Contrairement à une idée reçue tenace, l'argent placé en assurance vie n'est pas bloqué. Vous pouvez effectuer un rachat partiel à tout moment, c'est-à-dire retirer une partie de votre capital sans fermer votre contrat. Cette opération, encadrée par le Code des assurances, préserve l'antériorité fiscale de votre contrat, un avantage considérable par rapport à un rachat total qui met fin définitivement au contrat.

Pourtant, la mécanique du rachat partiel reste mal comprise. Quelle part du retrait est imposable ? Comment fonctionne la formule de calcul ? Quelle est la différence de fiscalité avant et après 8 ans ? Comment optimiser ses retraits pour minimiser l'impôt ? Ce guide répond à toutes ces questions avec des exemples chiffrés et des stratégies concrètes pour tirer le meilleur parti de votre assurance vie.

Qu'est-ce qu'un rachat partiel en assurance vie ?

Définition et principe

Un rachat partiel consiste à retirer une partie de l'épargne accumulée sur votre contrat d'assurance vie. Le terme "rachat" est le vocabulaire juridique de l'assurance : l'assureur "rachète" une fraction de son engagement envers vous. En pratique, il s'agit tout simplement d'un retrait.

Le point essentiel à retenir : lors d'un rachat partiel, vous ne retirez pas uniquement des gains (plus-values) ni uniquement du capital versé. Chaque retrait contient une part de capital et une part de gains, calculée au prorata selon une formule précise. Seule la part de gains est soumise à l'impôt.

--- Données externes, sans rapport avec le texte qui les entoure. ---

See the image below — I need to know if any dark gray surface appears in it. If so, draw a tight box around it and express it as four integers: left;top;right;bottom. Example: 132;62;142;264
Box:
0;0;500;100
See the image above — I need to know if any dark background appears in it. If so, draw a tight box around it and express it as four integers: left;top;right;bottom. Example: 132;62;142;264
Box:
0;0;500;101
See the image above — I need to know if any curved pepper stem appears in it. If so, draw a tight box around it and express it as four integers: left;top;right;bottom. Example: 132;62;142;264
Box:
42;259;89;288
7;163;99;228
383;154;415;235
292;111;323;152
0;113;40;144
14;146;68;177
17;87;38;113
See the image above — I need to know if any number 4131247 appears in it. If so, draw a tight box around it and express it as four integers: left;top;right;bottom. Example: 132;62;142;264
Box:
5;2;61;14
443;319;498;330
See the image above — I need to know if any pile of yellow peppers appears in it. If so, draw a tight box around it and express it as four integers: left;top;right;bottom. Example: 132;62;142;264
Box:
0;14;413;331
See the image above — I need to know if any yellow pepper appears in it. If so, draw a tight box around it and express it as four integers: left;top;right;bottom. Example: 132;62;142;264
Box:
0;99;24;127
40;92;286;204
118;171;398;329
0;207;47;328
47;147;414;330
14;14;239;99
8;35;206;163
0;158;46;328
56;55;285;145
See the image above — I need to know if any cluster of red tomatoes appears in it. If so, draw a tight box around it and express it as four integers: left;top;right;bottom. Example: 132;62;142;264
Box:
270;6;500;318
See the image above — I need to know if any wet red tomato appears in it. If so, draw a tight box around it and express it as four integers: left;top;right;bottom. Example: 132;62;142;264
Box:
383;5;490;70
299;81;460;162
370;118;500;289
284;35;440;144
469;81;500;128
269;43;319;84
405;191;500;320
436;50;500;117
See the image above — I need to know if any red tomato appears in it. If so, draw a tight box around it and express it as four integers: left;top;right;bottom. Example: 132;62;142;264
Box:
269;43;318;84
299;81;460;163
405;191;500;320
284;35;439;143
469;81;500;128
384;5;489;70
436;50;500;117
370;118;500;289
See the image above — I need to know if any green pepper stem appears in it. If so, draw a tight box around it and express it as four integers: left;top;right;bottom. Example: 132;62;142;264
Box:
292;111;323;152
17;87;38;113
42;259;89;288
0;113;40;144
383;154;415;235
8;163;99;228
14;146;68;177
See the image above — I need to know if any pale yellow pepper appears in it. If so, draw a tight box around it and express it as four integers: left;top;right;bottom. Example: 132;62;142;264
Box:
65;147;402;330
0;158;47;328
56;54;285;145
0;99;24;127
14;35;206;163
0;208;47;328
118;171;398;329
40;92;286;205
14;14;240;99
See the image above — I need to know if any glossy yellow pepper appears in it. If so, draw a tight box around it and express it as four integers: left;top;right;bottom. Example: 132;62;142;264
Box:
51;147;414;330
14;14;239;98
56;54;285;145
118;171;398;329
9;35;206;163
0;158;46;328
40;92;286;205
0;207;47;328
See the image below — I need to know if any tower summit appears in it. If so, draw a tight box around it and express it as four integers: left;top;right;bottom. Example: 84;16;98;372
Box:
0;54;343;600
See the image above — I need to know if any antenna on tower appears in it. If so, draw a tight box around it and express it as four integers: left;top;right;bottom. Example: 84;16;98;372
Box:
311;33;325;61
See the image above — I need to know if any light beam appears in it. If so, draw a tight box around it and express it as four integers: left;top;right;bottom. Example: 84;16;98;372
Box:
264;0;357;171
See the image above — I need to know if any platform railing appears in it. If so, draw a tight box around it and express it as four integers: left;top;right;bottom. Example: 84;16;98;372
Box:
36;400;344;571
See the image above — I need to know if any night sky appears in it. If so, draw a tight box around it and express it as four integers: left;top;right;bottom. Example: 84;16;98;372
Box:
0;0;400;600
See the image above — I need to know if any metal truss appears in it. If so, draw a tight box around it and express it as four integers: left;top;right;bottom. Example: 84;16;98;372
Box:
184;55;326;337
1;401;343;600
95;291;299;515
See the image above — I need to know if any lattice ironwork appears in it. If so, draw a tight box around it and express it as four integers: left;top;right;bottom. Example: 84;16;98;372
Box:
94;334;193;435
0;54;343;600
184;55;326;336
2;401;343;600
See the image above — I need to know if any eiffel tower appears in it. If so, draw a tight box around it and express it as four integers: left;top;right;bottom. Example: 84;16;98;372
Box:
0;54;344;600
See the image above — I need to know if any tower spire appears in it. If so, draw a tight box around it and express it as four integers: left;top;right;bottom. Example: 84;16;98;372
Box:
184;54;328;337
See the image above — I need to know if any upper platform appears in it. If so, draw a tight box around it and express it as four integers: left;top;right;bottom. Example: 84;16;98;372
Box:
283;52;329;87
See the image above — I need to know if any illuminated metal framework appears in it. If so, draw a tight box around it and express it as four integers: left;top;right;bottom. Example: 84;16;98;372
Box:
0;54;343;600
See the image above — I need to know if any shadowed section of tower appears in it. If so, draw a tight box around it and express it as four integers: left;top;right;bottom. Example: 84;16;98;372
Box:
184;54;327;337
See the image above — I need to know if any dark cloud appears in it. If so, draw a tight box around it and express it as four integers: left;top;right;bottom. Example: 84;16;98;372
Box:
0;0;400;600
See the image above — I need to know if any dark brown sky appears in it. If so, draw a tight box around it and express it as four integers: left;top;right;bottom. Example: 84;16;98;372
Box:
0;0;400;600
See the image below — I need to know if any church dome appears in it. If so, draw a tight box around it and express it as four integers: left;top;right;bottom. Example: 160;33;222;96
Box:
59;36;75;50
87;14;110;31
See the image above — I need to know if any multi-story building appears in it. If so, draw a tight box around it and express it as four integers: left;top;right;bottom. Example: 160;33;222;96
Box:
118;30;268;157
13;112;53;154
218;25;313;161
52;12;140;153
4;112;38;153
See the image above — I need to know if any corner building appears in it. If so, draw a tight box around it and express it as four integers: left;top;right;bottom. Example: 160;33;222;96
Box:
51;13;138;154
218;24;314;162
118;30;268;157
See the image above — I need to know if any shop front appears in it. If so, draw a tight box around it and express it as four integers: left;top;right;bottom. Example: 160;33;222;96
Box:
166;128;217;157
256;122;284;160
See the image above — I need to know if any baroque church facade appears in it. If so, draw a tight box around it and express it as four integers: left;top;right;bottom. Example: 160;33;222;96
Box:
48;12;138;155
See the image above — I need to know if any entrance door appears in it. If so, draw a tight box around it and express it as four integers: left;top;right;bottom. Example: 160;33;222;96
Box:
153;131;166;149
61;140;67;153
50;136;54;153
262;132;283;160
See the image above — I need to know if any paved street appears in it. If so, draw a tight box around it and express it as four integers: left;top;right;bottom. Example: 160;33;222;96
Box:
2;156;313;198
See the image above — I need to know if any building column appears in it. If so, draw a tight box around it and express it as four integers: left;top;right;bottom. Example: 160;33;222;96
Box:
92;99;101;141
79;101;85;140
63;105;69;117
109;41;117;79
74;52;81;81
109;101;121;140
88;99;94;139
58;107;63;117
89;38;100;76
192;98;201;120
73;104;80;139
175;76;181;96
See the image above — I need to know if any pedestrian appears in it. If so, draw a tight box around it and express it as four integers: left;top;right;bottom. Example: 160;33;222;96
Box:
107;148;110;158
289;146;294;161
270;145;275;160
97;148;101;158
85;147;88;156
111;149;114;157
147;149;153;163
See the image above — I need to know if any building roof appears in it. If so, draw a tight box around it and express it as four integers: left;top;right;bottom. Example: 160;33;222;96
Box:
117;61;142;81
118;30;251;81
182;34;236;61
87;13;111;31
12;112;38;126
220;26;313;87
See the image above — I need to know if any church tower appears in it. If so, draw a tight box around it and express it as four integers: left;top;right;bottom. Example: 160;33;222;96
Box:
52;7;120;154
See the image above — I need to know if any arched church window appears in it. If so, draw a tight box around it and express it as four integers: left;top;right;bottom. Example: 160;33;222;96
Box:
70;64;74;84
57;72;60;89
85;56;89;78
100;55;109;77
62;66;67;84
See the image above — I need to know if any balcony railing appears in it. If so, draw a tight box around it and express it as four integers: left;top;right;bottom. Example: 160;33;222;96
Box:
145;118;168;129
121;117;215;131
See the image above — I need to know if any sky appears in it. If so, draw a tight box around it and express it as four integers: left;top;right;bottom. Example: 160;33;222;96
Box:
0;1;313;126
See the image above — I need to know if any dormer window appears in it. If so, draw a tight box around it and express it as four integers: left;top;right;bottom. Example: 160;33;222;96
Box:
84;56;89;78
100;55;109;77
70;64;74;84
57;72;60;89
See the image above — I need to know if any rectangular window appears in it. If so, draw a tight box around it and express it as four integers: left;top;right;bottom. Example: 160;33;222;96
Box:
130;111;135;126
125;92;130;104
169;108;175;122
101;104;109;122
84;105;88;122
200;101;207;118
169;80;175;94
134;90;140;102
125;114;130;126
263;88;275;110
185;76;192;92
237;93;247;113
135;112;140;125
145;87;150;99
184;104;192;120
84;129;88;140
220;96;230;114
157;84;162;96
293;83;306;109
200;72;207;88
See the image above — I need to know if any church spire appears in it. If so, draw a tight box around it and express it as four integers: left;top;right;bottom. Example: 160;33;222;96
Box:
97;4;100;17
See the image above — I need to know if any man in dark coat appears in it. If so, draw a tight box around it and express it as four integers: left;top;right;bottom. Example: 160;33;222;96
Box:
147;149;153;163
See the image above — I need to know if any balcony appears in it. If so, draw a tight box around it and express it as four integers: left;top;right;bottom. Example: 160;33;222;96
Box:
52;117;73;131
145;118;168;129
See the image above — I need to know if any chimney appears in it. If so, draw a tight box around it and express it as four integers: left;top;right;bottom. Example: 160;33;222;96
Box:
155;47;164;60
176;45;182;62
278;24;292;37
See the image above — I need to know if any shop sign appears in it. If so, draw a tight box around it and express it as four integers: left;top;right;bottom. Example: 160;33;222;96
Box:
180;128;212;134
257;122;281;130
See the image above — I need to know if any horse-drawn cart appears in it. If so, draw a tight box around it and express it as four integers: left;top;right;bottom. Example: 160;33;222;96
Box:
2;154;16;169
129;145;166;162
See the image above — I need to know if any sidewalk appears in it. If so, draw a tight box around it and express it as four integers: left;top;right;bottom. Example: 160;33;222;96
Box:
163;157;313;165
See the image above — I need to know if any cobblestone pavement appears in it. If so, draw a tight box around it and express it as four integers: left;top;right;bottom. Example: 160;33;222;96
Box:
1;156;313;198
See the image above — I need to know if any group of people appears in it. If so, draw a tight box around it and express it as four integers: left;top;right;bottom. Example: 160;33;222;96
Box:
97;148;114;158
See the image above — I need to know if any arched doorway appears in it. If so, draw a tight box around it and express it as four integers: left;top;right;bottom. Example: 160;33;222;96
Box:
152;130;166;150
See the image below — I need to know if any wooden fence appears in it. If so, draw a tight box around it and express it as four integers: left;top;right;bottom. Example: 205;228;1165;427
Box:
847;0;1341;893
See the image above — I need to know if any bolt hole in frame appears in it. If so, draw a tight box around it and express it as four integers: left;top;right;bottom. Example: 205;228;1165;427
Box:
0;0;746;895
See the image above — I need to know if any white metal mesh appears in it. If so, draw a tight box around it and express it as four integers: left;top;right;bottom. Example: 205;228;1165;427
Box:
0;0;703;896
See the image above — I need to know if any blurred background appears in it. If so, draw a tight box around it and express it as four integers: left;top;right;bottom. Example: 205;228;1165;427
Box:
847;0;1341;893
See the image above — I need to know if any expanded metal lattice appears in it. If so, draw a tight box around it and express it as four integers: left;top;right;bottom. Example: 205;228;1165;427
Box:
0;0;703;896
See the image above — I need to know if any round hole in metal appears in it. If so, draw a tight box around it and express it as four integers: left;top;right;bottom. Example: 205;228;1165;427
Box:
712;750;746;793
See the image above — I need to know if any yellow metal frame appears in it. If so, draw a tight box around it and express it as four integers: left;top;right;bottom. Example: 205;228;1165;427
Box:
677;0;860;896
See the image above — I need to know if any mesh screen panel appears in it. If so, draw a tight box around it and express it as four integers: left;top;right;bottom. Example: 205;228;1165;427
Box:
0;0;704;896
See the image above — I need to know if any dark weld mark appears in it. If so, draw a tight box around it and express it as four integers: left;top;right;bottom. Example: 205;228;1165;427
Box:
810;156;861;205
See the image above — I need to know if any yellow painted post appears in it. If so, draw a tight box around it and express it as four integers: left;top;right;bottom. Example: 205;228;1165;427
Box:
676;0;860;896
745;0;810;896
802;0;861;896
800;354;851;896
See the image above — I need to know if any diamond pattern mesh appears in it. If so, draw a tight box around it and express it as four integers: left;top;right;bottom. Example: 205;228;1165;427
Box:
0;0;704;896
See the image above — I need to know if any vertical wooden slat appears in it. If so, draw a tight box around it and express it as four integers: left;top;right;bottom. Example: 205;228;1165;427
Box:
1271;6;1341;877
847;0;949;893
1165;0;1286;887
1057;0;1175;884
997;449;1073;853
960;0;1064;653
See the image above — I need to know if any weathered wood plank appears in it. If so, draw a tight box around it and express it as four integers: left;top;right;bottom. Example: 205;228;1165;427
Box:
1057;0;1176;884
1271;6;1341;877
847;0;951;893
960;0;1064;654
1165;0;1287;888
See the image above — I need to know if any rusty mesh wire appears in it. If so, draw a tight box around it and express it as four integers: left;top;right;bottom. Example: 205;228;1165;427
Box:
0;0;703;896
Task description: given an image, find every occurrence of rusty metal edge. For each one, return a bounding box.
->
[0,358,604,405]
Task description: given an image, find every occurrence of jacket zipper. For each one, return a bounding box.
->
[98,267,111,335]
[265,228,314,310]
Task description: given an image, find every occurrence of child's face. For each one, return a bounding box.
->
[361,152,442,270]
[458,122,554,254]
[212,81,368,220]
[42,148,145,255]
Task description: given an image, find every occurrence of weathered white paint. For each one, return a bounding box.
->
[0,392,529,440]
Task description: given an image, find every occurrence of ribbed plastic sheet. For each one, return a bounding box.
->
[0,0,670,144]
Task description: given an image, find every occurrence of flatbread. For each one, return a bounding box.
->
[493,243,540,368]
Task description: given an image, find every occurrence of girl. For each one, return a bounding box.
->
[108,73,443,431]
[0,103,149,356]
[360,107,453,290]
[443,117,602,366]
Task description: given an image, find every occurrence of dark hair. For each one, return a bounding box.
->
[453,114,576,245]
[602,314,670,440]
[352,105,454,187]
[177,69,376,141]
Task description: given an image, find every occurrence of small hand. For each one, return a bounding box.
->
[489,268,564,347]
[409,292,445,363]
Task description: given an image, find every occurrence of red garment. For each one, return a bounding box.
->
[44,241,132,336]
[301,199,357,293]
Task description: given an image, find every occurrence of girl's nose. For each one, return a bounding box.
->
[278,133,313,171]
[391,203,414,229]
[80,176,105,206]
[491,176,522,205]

Ce qui se passe après un rachat partiel

Après un rachat partiel :

  • Votre contrat reste ouvert : il continue de fonctionner normalement, avec les supports que vous avez choisis.
  • L'antériorité fiscale est conservée : la date d'ouverture du contrat ne change pas. Si votre contrat a plus de 8 ans, il conserve cet avantage après le rachat.
  • Votre capital restant continue de fructifier : les sommes non rachetées continuent de générer des intérêts ou des plus-values.
  • Vous pouvez effectuer de nouveaux versements : rien ne vous empêche de réalimenter votre contrat après un rachat partiel.

C'est cette souplesse qui fait du rachat partiel un outil patrimonial si puissant. À l'inverse, un rachat total clôt définitivement le contrat et vous fait perdre toute l'antériorité fiscale accumulée. C'est pourquoi il est presque toujours préférable de privilégier des rachats partiels successifs plutôt qu'un rachat total.

La formule de calcul de la part imposable

La formule au prorata

C'est le cœur du mécanisme. Lors d'un rachat partiel, la part imposable (c'est-à-dire la fraction du retrait correspondant à des gains) est calculée selon la formule suivante :

Part imposable = Montant du rachat x (Total des plus-values / Valeur de rachat totale du contrat)

Ou, de manière équivalente :

Part imposable = Rachat x (Encours total - Total des versements nets) / Encours total

Les "versements nets" désignent la totalité des primes versées depuis l'ouverture du contrat, diminuées des primes correspondant aux rachats déjà effectués.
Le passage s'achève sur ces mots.